Strompreisbremse: Was Sie wissen müssen

30. Nov. 2022 · Lesedauer 3 min

Ab dem 1. Dezember bekommt jeder Haushalt ein Kontingent von 2.900 Kilowattstunden im Jahr zum staatlich subventionierten Preis. Die wichtigsten Fragen und Antworten.

Die Regierung will mit ihrer Strompreisbremse die Folgen der Energiekrise abfedern und soziale Verwerfungen verhindern. Hier gibt es Antworten auf zentrale Fragen.

Was bewirkt die Strompreisbremse?

Die Strompreisbremse ist ein staatlicher Zuschuss an die Privathaushalte angesichts der explodierenden Stromkosten.
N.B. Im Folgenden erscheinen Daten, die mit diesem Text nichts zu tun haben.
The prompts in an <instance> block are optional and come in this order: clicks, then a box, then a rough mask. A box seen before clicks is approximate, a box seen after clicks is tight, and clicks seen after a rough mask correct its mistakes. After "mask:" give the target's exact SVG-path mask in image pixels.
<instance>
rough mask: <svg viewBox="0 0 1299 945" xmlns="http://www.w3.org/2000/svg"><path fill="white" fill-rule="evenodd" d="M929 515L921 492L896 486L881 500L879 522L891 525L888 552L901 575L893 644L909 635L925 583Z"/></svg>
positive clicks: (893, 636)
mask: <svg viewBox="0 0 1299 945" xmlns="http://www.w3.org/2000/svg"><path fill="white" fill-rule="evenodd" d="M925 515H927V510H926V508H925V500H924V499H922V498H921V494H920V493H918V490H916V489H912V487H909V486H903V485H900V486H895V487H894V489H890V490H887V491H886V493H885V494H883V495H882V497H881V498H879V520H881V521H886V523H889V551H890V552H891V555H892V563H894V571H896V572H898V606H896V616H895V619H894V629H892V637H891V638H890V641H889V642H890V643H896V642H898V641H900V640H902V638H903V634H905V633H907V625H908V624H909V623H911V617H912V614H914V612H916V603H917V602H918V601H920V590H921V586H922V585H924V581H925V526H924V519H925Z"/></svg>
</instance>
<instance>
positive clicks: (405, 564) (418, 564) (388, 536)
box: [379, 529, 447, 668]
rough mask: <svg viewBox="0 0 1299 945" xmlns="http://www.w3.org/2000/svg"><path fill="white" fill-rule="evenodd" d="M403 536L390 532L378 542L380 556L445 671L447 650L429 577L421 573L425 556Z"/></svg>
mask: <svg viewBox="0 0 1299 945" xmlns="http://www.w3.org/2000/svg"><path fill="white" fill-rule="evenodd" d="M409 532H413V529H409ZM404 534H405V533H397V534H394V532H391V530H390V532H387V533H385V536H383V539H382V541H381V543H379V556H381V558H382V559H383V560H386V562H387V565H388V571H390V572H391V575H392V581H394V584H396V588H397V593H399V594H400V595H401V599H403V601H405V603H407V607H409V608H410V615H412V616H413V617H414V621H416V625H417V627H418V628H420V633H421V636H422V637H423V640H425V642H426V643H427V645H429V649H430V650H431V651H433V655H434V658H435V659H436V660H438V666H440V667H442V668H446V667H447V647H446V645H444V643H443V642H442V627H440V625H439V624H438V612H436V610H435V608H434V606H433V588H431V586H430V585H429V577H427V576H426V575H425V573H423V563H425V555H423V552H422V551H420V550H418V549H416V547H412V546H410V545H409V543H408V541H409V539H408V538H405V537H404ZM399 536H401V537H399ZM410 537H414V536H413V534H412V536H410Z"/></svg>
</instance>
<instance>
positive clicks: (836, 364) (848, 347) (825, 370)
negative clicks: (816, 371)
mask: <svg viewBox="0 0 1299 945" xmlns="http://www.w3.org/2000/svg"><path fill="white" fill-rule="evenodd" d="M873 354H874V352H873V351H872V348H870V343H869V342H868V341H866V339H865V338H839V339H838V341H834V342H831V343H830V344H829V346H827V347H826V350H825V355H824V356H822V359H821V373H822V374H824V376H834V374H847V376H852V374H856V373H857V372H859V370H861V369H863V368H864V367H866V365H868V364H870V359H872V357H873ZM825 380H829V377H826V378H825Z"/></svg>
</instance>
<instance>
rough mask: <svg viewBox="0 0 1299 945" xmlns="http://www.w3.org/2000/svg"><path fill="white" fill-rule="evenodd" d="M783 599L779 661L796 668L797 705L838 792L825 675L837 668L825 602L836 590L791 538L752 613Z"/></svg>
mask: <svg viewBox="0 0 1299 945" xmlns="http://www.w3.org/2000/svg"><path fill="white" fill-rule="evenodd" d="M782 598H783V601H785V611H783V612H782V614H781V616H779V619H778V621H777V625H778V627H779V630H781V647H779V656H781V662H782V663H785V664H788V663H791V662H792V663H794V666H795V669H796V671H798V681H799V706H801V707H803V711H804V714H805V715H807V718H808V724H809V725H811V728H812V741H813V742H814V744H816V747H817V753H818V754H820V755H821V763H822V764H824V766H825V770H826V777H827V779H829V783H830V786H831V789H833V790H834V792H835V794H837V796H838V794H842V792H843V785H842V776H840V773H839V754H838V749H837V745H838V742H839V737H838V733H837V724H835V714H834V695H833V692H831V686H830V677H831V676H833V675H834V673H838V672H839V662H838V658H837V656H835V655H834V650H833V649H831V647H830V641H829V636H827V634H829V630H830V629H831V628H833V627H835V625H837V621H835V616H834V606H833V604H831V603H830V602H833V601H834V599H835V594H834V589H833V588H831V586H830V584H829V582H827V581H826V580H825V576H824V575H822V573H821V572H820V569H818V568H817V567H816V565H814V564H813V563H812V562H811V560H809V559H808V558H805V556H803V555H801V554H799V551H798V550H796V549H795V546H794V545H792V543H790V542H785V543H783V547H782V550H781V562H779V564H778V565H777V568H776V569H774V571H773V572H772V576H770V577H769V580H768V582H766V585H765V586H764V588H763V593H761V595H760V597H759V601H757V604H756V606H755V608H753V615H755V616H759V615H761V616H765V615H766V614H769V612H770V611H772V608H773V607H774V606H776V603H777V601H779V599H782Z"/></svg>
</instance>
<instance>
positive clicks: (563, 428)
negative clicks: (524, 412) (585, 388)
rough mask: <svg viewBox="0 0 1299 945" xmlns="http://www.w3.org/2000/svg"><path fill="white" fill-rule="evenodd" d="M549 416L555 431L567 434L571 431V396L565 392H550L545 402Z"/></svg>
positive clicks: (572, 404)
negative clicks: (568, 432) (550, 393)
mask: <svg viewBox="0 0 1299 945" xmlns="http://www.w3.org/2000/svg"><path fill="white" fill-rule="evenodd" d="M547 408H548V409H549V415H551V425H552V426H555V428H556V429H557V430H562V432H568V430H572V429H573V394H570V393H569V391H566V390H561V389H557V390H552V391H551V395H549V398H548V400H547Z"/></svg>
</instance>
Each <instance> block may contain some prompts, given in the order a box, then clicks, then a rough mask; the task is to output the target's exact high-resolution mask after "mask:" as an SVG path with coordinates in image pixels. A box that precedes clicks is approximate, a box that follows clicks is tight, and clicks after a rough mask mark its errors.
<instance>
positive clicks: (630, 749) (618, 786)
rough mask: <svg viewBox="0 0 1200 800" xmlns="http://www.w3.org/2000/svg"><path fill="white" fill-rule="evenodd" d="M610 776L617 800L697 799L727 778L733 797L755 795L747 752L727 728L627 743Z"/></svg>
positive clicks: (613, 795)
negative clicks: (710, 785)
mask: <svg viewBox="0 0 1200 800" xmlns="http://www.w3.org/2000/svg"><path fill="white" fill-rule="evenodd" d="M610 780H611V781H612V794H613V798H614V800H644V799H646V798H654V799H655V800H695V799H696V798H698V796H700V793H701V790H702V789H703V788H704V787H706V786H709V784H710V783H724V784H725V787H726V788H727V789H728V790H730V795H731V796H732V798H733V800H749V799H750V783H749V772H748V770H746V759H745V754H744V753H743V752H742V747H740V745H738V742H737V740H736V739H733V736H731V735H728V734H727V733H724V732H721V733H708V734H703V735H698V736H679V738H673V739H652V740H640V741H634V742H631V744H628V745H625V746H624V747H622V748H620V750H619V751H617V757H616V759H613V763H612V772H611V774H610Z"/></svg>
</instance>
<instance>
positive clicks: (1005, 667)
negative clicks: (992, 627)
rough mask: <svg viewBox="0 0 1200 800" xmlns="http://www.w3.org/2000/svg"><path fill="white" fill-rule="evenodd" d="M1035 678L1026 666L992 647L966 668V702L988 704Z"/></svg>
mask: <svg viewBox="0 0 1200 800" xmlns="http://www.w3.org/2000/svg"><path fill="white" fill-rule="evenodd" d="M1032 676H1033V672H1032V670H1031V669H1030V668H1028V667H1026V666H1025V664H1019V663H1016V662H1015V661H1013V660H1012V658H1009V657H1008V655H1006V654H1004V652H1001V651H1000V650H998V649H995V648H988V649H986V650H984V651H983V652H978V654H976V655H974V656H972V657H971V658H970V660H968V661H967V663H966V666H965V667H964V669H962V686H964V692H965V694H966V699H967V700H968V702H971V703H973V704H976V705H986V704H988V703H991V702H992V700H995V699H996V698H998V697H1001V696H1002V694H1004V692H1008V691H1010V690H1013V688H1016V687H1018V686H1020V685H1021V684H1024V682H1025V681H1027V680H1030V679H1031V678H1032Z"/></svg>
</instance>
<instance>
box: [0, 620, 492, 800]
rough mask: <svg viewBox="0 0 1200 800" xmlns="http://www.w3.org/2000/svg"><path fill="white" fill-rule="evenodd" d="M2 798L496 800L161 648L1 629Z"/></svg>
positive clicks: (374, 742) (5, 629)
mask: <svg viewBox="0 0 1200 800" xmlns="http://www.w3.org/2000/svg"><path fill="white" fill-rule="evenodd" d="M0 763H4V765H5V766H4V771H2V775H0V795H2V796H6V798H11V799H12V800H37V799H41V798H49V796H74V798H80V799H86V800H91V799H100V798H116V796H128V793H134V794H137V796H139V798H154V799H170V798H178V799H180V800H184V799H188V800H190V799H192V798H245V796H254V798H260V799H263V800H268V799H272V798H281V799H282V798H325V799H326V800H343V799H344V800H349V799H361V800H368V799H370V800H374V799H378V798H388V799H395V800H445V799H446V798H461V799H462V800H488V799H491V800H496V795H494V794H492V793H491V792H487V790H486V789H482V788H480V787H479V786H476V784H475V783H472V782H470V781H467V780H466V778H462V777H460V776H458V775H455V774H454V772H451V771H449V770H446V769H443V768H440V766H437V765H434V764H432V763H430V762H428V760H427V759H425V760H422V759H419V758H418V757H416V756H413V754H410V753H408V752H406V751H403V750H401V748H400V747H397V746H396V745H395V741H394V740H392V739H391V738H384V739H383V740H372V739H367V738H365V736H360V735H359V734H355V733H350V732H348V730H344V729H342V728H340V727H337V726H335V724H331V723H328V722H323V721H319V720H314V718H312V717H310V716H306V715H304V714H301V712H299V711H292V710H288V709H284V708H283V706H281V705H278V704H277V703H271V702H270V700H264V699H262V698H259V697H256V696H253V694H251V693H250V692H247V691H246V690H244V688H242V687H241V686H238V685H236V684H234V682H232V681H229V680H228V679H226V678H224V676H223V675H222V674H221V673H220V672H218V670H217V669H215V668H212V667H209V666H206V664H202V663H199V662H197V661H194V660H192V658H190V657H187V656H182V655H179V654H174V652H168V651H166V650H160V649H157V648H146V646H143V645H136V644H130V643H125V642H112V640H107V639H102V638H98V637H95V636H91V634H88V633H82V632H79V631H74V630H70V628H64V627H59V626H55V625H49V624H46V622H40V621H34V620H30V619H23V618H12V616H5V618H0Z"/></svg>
Kund:innen müssen damit in der Regel nur 10 Cent pro Kilowattstunde (kWh) bezahlen, die Differenz erstattet der Staat. Dies gilt allerdings nur bis zu einem Verbrauch von 2.900 kWh im Jahr. Auch sponsert der Staat nur maximal 30 Cent je kWh. Wenn ein Stromkonzern mehr als 40 Cent pro kWh verlangt, wird es für den/die Kund:in daher trotzdem teurer als 10 Cent.

Wie viel Strom verbraucht ein durchschnittlicher Haushalt?

Der Stromverbrauch hängt unter anderem davon ab, wie viele Mitglieder ein Haushalt hat.

Die Statistik Austria gab im Jahr 2017 den Jahresverbrauch eines Single-Haushalts mit 3.230 kWh an. Die niederösterreichische EVN bezifferte heuer den jährlichen Stromverbrauch einer Familie aus zwei Erwachsenen und zwei Kindern mit 4.725 kWh.

Die türkis-grüne Regierung sagt, der Strompreisdeckel für 2.900 kWh subventioniere 80 Prozent des Durchschnittsverbrauchs eines Haushalts. Der gesamte Stromverbrauch liegt nach dieser Berechnung im Schnitt bei 3.625 kWh.

Die Statistik Austria wies in ihrer Publikation "Haushaltsenergie und Einkommen mit besonderem Fokus auf Energiearmut" im Jahr 2017 darauf hin, dass der Stromverbrauch zwischen Haushalten mit kleinen und großen Einkommen stark schwankt - Haushalte mit höheren Einkommen verbrauchen deutlich mehr.

PULS 24 Reporterin Manuela Raidl über die Strompreisbremse der Bundesregierung

Was sind die Makel des Modells?

Die Regierung lobt ihre Bremse als schnell und einfach. Das bringt auch ein paar Nachteile mit sich.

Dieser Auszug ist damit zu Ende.